---
id: "concept-co-created-racis"
type: "concept"
source_timestamps: ["§ Mistake 2"]
tags: ["buy-in", "collaboration", "power-sharing"]
related: ["claim-dictated-spreadsheets-fail", "contrarian-raci-as-conversation"]
definition: "The practice of collaboratively debating and assigning decision roles with the stakeholders involved, rather than dictating them top-down, to ensure organizational buy-in."
sources: ["governance"]
sourceVaultSlug: "hbr-seg-governance"
originDay: 7
articleStem: "hbr-sig-48-decision-rights"
sourceUrl: "https://hbr.org/2026/07/what-companies-get-wrong-about-decision-rights"
sourceTitle: "What Companies Get Wrong About Decision Rights"
---
# Co-created RACIs

**Co-created RACIs** shift decision rights from a static, top-down mandate to a dynamic, collaborative agreement. When leaders unilaterally define roles in a spreadsheet, teams rarely comply because there is no shared buy-in — the failure documented in [[claim-dictated-spreadsheets-fail]].

Co-creation requires **bringing the people who will actually live with the decision into a room** to debate roles, air resentments, and resolve tensions up front. These initial conversations can be difficult and often surface underlying communication problems, but they are essential. Through the process, **power sharing becomes visible**: leaders model when to step back into a Consulted role and when to step up as Accountable.

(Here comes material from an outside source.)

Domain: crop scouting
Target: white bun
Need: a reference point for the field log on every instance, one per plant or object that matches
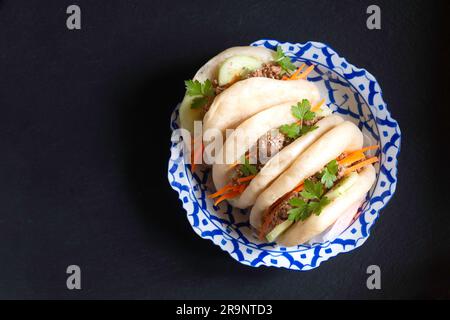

The resulting buy-in ensures team members actually play their assigned positions when execution begins. This is the operational heart of the reframing [[contrarian-raci-as-conversation]] and the quote [[quote-conversation-starters]]. When disputes over accountability arise during co-creation, teams apply the [[framework-raci-conflict-resolution]].

*Enrichment:* expert guides (CIO, Project-Management.com, Atlassian, University of Phoenix) uniformly recommend collaborative creation and stakeholder review of the RACI matrix; purely top-down assignment is a documented common mistake.